Dopo la testimonianza della dottoressa Vanin, nella sala si è vissuto un momento di commozione e ammirazione per questa coppia di giovani medici veneti, che hanno fatto della loro vita una missione per il prossimo. Riccardo Boetto è infatti un esperto di trapianti, di quelli che girano in elisoccorso per trasportare fegati che salvano esistenze.
Anche lui ha raccontato di come sia cambiata la vita in ospedale a causa del Covid, che non attenta solo la vita di chi rischia di prenderlo, ma che ha mutato la sanità in genere con intere generazioni di operatori sanitari che non sono più gli stessi.

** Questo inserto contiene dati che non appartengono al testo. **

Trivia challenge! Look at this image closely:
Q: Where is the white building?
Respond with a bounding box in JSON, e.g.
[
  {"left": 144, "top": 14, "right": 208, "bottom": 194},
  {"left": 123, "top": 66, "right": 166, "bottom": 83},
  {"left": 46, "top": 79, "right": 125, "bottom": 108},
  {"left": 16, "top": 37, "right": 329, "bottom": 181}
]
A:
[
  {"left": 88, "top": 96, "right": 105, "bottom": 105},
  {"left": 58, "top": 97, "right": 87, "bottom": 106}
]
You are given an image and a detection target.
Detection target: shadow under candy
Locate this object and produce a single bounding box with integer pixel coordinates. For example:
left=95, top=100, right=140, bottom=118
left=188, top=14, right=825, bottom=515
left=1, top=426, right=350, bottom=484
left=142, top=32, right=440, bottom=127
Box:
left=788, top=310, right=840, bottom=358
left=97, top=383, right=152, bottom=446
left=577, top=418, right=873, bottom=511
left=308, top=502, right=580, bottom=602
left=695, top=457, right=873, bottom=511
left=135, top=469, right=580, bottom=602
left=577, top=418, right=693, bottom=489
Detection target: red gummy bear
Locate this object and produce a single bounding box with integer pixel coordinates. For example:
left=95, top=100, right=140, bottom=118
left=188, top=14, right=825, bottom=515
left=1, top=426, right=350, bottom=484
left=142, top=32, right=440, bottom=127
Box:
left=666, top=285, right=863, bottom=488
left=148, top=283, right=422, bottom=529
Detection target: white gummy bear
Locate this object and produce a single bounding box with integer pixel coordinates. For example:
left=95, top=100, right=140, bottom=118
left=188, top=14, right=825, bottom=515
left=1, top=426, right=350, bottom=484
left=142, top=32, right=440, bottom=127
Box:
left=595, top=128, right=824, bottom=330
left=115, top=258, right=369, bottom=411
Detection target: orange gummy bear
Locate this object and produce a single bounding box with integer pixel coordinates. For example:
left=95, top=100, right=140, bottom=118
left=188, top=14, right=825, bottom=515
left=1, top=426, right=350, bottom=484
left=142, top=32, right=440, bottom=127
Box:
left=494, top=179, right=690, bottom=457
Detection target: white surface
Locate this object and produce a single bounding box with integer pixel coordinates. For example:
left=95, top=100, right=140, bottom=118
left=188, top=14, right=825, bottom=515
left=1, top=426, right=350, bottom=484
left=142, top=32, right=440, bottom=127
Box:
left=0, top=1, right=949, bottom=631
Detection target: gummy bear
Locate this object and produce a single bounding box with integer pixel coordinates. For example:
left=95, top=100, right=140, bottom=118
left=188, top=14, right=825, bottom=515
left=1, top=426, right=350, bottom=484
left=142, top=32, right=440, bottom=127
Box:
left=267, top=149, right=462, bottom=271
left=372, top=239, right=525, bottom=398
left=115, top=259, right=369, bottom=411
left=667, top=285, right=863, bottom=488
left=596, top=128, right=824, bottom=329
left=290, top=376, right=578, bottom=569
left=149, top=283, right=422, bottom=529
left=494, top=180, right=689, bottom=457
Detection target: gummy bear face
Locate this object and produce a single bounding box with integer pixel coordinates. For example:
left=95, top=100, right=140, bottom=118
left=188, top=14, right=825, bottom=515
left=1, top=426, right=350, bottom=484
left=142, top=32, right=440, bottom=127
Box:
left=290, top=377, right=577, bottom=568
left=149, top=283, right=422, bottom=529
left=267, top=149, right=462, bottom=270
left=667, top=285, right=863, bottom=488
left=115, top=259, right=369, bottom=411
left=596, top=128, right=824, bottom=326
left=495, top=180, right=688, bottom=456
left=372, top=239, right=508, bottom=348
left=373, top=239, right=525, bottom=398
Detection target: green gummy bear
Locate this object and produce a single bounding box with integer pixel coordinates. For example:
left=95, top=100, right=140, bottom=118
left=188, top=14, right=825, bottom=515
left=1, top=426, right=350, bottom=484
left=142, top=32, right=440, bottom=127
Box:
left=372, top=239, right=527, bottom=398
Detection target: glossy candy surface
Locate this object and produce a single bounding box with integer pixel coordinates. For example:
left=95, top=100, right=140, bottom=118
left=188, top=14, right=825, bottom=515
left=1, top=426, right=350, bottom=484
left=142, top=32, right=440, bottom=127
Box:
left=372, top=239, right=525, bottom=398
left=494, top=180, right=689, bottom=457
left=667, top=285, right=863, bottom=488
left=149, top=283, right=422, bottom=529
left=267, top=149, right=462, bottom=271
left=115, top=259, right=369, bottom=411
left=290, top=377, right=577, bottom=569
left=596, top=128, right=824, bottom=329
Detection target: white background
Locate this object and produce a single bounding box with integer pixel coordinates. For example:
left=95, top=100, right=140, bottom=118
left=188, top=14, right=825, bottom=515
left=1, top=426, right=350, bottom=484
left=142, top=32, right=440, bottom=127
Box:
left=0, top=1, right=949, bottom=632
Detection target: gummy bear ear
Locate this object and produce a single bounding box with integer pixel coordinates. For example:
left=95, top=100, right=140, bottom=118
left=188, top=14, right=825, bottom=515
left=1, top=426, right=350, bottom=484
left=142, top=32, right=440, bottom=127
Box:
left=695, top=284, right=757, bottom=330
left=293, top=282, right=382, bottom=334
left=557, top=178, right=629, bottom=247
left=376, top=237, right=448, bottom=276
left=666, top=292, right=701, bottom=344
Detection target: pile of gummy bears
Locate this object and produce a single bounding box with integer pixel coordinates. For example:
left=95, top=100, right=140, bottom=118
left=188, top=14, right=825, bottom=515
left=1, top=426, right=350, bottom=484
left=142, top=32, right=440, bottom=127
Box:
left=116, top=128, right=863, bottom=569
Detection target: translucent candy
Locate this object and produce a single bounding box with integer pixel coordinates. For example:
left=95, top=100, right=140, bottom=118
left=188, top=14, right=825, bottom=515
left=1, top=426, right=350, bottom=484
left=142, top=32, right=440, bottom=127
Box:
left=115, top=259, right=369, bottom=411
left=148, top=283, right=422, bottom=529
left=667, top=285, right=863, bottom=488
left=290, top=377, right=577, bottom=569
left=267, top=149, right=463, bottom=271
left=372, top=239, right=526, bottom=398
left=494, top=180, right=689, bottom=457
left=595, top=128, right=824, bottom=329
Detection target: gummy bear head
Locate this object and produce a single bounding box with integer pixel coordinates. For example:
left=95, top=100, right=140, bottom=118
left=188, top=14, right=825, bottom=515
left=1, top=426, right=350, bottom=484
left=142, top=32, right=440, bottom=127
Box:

Dopo il racconto dei due medici ha chiesto di prendere la parola il sindaco di Thiene Giovanni Battista Casarotto, che in questi mesi ha sempre tenuto un profilo basso sul tema Covid, riducendo il più possibile le sue dichiarazioni sulla pandemia. ‘Io davvero non capisco, ascoltando il racconto di questi giovani medici, come si sia passati da una fase in cui dipingevamo il nostro personale sanitario come autentici eroi ad una fase di repulsione, che sa sfociare nell’odio – ha detto il primo cittadino guardando la dottoressa con le mani sul suo pancione – . Ricordo che durante il primo lockdown benedicevamo chi rischiava la vita, avevamo pensieri di dolore per tutti coloro che l’hanno persa per curare quella altrui. Adesso, la diffidenza nei confronti dei medici non la comprendo. Tutto d’un tratto, ci si dimentica di questi professionisti, che con la carenza di personale che si registra da qualche anno, si sono dovuti fare in quattro, hanno fatto turni di lavoro estenuanti per dare il loro contributo in un momento storico. Com’è possibile che non ci si fidi più di loro e della scienza? Questo Covid sta lasciando strascichi in tutte le sfere della società. Occorrerà recuperare e non sarà facile. Siamo stati messi a dura prova in tutti i sensi e chiedo al Lions, che è sempre stato in prima linea, di dirottare progetti e service in quelle parti della nostra comunità, che più hanno sofferto’.